Federal and state lawmakers have raised concerns about ORR’s oversight and care of UACs once they are sent to sponsors and HHS-contracted facilities. Multiple federal and state investigations have found serious deficiencies of ORR oversight, including allegations of sexual abuse of children in HHS/ORR-contracted facilities and losing track of them once they are in the U.S. Several investigative reports identified roughly 100,000 UACs ORR can’t account for within a certain timeframe, meaning the number is likely higher.

At the state level, a Texas-based group has called on the Legislature to enact reforms requiring minimum standards for facilities housing UACs. A Florida grand jury report found the ORR was “facilitating the forced migration, sale, and abuse of foreign children. This process exposes children to horrifying health conditions, constant criminal threat, labor and sex trafficking, robbery, rape and other experiences not done justice by mere words.”

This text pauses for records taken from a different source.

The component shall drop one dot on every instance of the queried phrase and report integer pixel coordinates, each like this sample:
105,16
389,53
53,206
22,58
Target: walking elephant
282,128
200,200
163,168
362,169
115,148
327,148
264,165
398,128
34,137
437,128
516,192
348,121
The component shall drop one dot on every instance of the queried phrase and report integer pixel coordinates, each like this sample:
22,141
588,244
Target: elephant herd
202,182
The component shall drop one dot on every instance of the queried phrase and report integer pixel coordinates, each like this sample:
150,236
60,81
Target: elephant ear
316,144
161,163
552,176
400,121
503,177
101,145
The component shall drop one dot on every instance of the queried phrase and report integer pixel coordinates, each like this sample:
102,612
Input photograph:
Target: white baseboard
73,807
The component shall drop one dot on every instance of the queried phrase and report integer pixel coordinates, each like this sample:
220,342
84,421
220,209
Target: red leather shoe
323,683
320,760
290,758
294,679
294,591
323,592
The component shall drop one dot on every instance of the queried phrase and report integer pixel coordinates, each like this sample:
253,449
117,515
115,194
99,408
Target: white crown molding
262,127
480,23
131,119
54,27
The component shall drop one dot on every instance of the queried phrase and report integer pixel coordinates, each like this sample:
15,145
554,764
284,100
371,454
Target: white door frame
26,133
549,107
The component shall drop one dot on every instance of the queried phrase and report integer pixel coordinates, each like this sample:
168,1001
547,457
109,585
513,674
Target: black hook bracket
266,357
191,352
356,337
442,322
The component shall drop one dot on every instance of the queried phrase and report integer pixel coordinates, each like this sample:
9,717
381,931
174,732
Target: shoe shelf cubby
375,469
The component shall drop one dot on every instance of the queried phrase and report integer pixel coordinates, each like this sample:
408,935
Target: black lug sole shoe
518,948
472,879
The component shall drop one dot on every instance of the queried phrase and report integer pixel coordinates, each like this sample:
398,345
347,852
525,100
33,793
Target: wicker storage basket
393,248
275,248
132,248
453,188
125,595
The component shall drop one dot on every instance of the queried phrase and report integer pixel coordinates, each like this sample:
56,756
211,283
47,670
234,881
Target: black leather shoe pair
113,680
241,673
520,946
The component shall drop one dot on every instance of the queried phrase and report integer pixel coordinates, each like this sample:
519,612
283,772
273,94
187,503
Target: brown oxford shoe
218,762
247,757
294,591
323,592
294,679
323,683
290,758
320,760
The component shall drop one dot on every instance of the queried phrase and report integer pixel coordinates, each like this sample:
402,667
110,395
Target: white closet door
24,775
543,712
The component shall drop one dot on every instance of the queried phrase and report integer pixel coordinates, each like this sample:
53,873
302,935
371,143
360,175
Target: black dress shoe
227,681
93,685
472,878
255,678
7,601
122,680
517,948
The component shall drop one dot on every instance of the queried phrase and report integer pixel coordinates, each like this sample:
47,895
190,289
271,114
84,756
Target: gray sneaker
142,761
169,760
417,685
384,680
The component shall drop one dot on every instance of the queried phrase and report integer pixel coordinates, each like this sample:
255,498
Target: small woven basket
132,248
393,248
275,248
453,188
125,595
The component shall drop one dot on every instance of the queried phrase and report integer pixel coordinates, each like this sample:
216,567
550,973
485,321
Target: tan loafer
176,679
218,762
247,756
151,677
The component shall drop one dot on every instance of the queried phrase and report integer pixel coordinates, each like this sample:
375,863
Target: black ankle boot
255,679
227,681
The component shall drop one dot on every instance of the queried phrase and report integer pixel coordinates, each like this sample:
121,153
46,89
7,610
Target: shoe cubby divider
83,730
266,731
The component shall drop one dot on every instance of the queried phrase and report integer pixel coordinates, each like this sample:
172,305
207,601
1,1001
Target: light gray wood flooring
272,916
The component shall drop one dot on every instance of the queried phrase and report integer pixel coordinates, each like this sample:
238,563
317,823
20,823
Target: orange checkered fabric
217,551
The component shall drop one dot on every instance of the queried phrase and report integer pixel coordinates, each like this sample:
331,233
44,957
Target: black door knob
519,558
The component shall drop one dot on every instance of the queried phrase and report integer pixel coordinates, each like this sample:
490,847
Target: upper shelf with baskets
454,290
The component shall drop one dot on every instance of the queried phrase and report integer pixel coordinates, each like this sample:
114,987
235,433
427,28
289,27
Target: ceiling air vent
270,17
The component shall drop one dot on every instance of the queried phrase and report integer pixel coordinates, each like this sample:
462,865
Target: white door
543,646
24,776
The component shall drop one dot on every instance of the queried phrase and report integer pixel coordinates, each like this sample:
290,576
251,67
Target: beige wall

In response to its findings, the Florida Legislature enacted several reforms to increase penalties for human trafficking and oversight of facilities and contractors working with federal agencies to house and transport UACs in Florida. Florida Attorney General Ashley Moody also recently met with members of Congress and led a delegation of AGs imploring Congress to pass legislation to respond to multiple border security issues.

U.S. Rep. Andy Biggs, R-Ariz., attempted to hold the head of the ORR responsible by at least eliminating her salary. Instead, 45 Republicans joined Democrats to defeat him—including one Republican from North Carolina: Chuck Edwards.

Republican U.S. senators called on the heads of ACF and ORR to change their policies to protect UACs. “ORR does not even consider a sponsor’s criminal record, current illegal drug use, history of abuse or neglect, or other child welfare concerns’ necessarily disqualifying to potential sponsorship,” they argued in a recent letter outlining their opposition to current policies.

In fiscal 2022, ORR received $5.5 billion in taxpayer funds to oversee the care of more than 113,000 children nationwide.